Yakın Doğu Üniversitesi Hastanesi Çocuk Sağlığı ve Hastalıkları Anabilim Dalı Uzmanı Doç. Dr. Zeynep Cerit, doktor kontrolünde takip edilmesi gereken yenidoğan sarılığına ilişkin önemli açıklamalarda bulundu.
Yenidoğan sarılığına "Bilirubin" adı verilen bir maddenin kanda birikmesinin neden olduğunu ifade eden Doç. Dr.
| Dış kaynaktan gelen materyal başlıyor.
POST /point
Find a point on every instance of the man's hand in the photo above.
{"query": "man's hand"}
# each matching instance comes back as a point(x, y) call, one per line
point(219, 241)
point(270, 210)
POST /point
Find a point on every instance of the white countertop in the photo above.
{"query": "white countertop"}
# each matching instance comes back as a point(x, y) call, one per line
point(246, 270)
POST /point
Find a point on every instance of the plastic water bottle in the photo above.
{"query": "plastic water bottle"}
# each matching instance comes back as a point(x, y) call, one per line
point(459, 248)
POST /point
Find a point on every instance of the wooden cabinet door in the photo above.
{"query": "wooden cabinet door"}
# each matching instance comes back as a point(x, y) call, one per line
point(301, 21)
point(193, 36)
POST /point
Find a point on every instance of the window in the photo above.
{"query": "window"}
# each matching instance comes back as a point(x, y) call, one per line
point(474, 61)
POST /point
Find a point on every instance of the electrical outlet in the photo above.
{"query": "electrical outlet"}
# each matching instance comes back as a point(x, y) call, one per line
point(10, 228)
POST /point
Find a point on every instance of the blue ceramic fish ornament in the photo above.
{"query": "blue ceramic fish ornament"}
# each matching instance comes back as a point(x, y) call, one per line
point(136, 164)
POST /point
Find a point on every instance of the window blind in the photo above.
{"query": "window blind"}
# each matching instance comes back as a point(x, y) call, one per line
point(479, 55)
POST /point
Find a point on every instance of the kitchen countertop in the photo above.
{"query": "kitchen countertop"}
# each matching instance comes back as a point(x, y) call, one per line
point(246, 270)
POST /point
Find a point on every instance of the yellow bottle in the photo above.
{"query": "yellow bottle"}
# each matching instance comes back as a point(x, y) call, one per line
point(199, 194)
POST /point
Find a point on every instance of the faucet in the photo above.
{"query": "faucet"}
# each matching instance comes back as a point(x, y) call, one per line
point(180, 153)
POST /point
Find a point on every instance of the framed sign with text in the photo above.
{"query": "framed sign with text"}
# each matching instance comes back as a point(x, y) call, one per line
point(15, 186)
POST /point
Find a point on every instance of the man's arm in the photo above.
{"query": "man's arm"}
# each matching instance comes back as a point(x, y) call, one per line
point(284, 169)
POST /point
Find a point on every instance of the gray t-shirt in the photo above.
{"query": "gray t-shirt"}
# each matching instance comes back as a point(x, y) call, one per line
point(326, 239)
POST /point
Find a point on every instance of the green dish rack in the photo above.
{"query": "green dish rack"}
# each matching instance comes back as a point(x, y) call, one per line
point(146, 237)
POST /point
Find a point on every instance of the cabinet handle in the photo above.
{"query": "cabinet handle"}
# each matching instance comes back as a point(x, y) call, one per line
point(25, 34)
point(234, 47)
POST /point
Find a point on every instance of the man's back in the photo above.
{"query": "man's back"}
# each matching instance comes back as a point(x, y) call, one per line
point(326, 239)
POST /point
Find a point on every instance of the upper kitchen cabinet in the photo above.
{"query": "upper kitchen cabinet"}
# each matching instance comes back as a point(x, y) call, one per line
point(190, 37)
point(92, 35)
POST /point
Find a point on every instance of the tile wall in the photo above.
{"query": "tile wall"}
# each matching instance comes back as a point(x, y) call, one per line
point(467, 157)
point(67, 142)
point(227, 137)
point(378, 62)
Zeynep Cerit, cilde sarı rengi veren bu maddenin kandaki seviyesinin yükselmesi ve deride birikmesi sonucu oluşan sarılığın, zamanında doğan bebeklerin yüzde 60'ında; erken doğan bebeklerin ise yüzde 80'inde görüldüğünü belirtti.
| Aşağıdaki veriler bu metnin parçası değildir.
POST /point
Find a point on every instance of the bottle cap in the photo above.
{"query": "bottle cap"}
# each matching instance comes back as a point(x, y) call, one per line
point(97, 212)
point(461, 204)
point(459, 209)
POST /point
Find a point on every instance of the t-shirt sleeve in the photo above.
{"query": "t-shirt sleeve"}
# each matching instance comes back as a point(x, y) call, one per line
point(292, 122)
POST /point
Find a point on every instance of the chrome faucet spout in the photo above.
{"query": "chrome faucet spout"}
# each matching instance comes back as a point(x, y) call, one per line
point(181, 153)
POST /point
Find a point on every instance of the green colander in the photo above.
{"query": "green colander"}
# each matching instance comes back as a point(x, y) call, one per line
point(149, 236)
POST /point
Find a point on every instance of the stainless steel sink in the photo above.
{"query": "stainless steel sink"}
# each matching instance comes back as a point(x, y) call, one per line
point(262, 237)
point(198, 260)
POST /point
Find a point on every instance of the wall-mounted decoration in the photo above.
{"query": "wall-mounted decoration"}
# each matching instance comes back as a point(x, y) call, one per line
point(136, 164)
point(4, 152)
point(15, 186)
Sarılığın, fizyolojik ve patolojik sarılık olarak iki ayrı grupta değerlendirildiğini vurgulayan Doç. Dr. Cerit, "Bebeğin doğum haftası, kaç günlük olduğu ve riskler göz önüne alınarak bilirubin düzeyi değerlendirilerek sarılığın patolojik olup olmadığına karar verilir. Fizyolojik sarılığın doğumdan sonra 2 ila 4'üncü günlerde başlar ve genellikle herhangi bir tedaviye gerek kalmadan 7-10 günde kendiliğinden düzelir. Patolojik sarılık sıklıkla doğumdan hemen sonra ortaya çıkan ve ciddiye alınması gerekir. Bu tip sarılıklar, anne karnında geçirilen bazı enfeksiyonlara, anne bebek arasındaki kan grubu uyumsuzluklarına, annenin kullandığı ilaçlara ya da bebeğe ait bazı doğuştan hastalıklara bağlı olarak oluşabilir" diye konuştu.
Sarılığın çoğunlukla kendiliğinden geçtiğini ama bazı durumlarda bilirubinin yüksek seviyelere ulaşıp beyin hasarına neden olabildiğini kaydeden Doç. Dr. Zeynep Cerit bu sebeple yenidoğan bebeklerde sarılığın erken tespitinin ve takibinin oldukça önemli olduğunu vurguladı. Doç. Dr. Zeynep Cerit, kan beyin bariyerinin yaşamın ilk 10 gününde henüz tamamlanmadığını ve bu yüzden sarılığı olan yenidoğanların özellikle bu dönemde doktor takibinde kalmasının son derece önemli olduğunu söyledi. Doç. Dr. Cerit "Sarılık seviyesinin yükselip, tedaviye geç kalınması durumunda aşırı derecede artan bilirubin beyinde birikerek bu bölgede hasar oluşmasına (Kernikterus Hastalığına) neden olur" şeklinde konuştu.
Doç. Dr. Zeynep Cerit, bilirubin düzeyinin çok yükselip beyni etkilemesi halinde bebeğin tiz sesle ağlamaktan, havale geçirmeye kadar kötüleşebileceğini belirterek "Bu durumdaki bir bebekte ileri dönemde çoğunlukla zeka ve motor gelişim geriliği, işitme, görme sorunları oluşur" ifadelerini kullandı.